Combustion of Ethanol Vapors – Allow a small amount of ethanol to vaporize in a large carboy, pour out the excess liquid, and hold a lighted splint to the mouth of the container – the impressive reaction also demonstrates the flammability of organic vapors.

Diffraction of Light  – Use a laser pointer and a slide containing eight different arrays of dots to simulate x-ray diffraction experiments.

Disappearing Styrofoam Cup – Make a styrofoam (expanded polystyrene) cup disappear by placing it in a dish of acetone.

Dry Ice Sublimation – Make the sublimation of dry ice “visible” by dropping a piece of dry ice in a beaker of water. (Optional: place a piece of dry ice in a glove, tie it off, and allow the dry ice to sublime, inflating the glove.)
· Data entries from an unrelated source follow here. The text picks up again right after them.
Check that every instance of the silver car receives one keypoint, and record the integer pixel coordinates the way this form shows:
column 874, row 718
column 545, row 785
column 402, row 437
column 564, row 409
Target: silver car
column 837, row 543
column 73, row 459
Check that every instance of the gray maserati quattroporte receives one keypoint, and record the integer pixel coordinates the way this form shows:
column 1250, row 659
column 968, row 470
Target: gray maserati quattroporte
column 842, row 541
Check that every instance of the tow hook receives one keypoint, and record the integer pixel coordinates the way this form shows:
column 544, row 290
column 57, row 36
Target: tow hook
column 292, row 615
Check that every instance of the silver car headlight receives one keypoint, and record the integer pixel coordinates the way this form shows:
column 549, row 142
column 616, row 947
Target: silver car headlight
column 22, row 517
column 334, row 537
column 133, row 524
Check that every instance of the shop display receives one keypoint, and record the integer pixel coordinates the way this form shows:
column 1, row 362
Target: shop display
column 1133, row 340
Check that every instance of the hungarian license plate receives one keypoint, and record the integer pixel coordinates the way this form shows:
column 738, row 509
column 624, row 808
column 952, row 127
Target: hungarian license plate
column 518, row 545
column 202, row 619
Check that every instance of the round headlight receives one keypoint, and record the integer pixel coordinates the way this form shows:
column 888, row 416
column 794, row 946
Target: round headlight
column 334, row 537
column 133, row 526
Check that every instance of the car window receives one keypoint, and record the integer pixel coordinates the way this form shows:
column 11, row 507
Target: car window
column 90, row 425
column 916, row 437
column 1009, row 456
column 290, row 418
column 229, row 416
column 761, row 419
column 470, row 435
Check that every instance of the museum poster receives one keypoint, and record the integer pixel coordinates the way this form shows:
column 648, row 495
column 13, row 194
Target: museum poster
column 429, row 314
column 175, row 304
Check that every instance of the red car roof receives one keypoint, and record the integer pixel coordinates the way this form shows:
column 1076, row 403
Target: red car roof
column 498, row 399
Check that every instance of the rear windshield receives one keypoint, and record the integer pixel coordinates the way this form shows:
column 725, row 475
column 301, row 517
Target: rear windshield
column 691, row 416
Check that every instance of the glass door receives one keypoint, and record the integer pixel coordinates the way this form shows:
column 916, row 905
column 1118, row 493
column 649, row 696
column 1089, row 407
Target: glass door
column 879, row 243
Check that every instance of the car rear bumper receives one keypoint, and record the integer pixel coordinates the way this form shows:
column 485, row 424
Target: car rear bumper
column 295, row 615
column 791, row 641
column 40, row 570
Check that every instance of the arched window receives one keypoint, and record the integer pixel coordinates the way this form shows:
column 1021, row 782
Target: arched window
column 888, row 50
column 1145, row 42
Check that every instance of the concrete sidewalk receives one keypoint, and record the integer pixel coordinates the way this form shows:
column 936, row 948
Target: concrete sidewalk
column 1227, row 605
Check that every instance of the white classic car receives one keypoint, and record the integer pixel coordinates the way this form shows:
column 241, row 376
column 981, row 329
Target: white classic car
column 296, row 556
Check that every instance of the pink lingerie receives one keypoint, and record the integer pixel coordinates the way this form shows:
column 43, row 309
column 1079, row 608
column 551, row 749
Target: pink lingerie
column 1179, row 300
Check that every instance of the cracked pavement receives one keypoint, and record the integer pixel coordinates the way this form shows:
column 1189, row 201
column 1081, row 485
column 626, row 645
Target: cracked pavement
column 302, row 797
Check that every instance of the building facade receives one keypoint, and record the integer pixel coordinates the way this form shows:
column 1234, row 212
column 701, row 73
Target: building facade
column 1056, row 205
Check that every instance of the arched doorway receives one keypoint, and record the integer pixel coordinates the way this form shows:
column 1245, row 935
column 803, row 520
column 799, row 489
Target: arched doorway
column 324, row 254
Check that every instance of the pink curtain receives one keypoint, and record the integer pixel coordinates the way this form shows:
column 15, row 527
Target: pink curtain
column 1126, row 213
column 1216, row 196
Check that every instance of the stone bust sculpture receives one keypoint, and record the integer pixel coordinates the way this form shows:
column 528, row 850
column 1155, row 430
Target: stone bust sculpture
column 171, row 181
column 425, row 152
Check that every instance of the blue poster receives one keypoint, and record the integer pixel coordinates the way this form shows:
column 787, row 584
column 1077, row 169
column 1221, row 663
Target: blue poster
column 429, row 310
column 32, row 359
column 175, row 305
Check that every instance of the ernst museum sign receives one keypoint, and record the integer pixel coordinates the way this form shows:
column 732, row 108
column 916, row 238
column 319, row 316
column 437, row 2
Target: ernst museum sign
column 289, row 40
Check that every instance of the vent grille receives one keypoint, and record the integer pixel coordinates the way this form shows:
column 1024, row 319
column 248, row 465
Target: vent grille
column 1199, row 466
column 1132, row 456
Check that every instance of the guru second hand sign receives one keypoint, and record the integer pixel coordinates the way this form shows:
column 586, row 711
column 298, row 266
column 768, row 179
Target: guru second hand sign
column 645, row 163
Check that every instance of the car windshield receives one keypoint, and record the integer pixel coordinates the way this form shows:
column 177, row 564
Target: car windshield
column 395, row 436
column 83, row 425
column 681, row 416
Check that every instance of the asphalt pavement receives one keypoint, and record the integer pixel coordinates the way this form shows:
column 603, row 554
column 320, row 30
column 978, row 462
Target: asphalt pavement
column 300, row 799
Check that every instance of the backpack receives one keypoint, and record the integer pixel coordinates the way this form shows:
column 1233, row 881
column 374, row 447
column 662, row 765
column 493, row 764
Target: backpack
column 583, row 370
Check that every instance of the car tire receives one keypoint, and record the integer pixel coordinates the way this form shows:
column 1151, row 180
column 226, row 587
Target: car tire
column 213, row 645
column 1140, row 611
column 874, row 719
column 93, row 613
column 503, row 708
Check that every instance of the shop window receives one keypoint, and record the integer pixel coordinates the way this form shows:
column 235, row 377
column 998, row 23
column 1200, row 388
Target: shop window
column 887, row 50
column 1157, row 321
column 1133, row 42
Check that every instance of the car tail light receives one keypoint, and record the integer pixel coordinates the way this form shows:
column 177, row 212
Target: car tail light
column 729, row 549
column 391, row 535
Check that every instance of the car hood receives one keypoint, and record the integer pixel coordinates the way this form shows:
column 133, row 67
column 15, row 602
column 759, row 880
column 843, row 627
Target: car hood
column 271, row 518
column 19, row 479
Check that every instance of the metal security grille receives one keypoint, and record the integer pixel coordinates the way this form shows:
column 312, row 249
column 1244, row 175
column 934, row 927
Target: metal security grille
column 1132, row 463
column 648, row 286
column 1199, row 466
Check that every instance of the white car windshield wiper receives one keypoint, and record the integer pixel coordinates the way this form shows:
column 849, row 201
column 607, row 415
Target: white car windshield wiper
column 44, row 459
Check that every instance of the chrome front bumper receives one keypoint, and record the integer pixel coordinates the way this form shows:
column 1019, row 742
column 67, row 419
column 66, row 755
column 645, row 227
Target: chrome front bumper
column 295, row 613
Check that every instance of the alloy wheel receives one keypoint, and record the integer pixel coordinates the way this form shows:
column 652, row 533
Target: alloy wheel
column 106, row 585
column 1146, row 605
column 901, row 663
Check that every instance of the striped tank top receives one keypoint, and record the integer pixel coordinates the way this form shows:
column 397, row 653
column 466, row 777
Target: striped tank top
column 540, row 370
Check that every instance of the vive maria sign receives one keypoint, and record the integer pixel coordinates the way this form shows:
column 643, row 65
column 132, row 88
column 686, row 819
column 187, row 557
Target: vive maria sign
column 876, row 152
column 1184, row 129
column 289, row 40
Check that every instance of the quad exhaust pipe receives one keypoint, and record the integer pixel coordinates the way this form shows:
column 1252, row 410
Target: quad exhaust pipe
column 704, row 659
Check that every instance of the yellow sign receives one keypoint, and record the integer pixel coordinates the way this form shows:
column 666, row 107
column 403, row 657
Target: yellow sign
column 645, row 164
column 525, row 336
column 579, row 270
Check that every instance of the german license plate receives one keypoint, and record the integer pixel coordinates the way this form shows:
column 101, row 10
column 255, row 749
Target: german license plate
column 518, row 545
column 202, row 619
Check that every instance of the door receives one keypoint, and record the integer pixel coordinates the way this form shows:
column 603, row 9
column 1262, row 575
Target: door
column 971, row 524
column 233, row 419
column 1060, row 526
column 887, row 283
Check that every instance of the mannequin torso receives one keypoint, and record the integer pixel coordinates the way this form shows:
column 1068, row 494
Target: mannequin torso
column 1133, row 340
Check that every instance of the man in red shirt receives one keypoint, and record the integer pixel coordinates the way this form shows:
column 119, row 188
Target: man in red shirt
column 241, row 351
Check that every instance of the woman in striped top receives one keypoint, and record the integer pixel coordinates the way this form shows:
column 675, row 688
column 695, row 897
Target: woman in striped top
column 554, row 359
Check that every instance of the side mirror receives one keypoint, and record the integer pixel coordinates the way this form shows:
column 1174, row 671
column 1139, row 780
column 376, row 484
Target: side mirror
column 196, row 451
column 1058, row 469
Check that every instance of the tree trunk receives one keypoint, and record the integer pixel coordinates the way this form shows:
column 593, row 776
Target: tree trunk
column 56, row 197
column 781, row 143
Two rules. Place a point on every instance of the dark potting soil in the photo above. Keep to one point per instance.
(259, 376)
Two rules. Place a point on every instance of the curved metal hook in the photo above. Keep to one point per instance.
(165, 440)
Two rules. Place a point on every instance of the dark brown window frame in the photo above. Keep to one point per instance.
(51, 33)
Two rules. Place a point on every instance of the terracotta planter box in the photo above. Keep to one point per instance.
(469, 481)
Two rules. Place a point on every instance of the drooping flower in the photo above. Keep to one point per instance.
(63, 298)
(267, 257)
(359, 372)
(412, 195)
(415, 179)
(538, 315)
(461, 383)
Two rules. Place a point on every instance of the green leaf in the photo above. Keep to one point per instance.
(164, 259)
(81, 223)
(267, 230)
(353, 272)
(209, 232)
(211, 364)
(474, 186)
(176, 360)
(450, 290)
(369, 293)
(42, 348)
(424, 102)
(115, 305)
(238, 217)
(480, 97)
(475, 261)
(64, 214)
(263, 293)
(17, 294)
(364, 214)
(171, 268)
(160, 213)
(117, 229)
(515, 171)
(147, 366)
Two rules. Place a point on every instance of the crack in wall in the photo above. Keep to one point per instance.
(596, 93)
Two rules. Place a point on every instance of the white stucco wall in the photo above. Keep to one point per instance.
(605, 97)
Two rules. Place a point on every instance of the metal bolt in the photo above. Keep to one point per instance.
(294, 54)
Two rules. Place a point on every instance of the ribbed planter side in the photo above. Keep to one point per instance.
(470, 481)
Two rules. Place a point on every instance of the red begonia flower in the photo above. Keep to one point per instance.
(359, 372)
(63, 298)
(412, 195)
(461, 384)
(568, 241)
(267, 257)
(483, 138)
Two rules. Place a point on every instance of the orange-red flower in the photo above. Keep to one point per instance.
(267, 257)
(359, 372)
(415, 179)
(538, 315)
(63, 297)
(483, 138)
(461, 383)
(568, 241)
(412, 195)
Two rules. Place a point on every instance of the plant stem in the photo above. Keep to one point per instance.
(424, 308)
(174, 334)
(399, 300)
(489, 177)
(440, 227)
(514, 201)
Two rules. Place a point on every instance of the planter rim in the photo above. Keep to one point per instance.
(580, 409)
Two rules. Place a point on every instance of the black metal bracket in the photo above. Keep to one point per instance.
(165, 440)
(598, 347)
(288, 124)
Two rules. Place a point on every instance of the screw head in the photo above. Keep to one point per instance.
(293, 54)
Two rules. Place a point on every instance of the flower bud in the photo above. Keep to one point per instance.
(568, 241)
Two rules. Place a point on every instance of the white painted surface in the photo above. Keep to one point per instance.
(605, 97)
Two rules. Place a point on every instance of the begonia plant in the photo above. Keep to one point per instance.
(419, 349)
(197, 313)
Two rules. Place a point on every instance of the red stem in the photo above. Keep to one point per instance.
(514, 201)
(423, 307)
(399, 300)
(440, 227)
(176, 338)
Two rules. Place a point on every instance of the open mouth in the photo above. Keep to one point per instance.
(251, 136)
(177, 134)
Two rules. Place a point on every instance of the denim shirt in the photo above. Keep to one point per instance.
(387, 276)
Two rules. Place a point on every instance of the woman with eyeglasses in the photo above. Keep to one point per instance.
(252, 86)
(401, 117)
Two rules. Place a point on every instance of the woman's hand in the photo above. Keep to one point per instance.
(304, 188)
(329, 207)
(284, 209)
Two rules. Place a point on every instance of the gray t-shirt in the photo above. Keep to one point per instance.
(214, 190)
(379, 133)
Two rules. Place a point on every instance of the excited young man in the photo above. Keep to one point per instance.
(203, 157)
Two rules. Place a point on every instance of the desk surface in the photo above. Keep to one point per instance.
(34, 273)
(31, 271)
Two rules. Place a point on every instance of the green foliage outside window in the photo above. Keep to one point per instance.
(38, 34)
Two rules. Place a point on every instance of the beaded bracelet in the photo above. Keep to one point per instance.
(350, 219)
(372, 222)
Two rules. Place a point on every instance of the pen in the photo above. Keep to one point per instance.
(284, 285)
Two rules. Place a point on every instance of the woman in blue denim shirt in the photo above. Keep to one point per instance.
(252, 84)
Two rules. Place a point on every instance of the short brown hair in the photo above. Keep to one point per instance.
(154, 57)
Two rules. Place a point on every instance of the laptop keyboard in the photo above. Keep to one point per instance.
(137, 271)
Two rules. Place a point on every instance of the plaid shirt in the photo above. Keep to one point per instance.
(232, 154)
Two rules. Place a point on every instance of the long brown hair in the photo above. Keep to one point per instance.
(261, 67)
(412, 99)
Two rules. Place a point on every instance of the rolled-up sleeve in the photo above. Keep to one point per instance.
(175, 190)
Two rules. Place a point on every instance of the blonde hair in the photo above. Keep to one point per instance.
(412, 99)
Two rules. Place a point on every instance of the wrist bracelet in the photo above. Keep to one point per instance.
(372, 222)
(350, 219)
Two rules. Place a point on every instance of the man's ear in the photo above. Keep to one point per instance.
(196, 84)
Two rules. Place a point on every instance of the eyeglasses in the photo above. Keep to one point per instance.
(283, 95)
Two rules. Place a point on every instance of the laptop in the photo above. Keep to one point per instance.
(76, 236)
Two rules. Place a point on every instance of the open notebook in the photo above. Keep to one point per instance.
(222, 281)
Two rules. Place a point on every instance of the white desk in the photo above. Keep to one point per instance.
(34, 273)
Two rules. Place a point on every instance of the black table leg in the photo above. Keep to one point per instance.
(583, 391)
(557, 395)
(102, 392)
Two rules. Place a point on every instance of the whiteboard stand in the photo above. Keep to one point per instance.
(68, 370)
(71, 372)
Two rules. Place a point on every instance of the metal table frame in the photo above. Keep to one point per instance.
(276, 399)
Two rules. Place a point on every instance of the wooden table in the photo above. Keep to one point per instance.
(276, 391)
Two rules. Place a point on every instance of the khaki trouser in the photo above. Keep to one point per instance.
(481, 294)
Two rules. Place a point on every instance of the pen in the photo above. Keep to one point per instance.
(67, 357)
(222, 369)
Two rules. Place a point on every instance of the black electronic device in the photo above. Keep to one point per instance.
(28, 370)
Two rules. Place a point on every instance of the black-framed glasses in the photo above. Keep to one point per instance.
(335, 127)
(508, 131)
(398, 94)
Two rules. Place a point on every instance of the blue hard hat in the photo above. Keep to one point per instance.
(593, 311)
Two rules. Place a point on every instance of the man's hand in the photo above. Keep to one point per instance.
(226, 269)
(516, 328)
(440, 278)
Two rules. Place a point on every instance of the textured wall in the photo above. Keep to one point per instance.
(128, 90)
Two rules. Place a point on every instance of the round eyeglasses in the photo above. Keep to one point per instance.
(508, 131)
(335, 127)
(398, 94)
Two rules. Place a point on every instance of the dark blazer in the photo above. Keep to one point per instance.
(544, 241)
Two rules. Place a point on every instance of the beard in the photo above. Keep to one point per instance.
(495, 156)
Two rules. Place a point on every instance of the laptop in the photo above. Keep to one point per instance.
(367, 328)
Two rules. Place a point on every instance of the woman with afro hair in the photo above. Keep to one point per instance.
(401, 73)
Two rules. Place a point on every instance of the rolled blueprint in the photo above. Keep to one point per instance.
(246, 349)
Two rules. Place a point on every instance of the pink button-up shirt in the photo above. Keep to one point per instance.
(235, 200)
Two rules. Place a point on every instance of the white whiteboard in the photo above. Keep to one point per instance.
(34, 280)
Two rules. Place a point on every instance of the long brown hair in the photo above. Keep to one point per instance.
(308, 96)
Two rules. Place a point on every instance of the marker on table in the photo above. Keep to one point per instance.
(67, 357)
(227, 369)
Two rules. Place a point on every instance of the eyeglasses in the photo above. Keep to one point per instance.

Effect of Pressure on the Melting Point of Ice – Hang a wire weighted at both ends over a cylinder of ice; eventually the wire passes through the ice and the weights fall, leaving the ice intact. The ice below the wire melts due to pressure from the weights, and the water above the wire refreezes as the pressure is relieved.

Ether Fire – Demonstrate the high vapor pressure of diethyl ether by allowing the vapor to flow from a can down a trough to a candle, resulting in a vapor flashback fire.

Gooyuck-Oobleck – Pass around bowls of a cornstarch-water mixture; the properties of this non-Newtonian fluid challenge our traditional definitions of liquid and solid (and is awesome).

Meissner Effect – Demonstrate the levitation of a tiny magnet over a superconductor.

Negative Volume of Mixing – Mix ethanol and colored water in a graduated cylinder to demonstrate their miscibility and negative volume of mixing due to hydrogen bonding.

Nylon 6-10 – Demonstrate the polymerization of hexamethylenediamine with sebacoyl chloride to produce the polyamide Nylon 6-10.

Polarity and Geometry – Show the dependence of dipole-dipole forces on geometry by contrasting the effect of a charged rod on streams of H2O and “CCl4” (actually hexane) flowing from burets.

Polarity and Solubility –  Add acetone to a saturated solution of CuSO4(aq) causing CuSO4(s) to crystallize out – the solubility of CuSO4 decreases as the polarity of the solvent is decreased

Slime! – Make a cross-linked gel by mixing solutions of polyvinyl alcohol and borax; use this demo to relate concepts such as polymers and hydrogen-bonding to a commercial product students are familiar with.

Vapor Pressure Evaporation – Show the effect of intermolecular forces on vapor pressure by letting students make streaks of water, methanol, and acetone on the blackboard and then observing the relative rates of evaporation.

Viscosities of Liquids – Compare the viscosity of various liquids on the overhead projector and relate the differences to strength of attractive forces.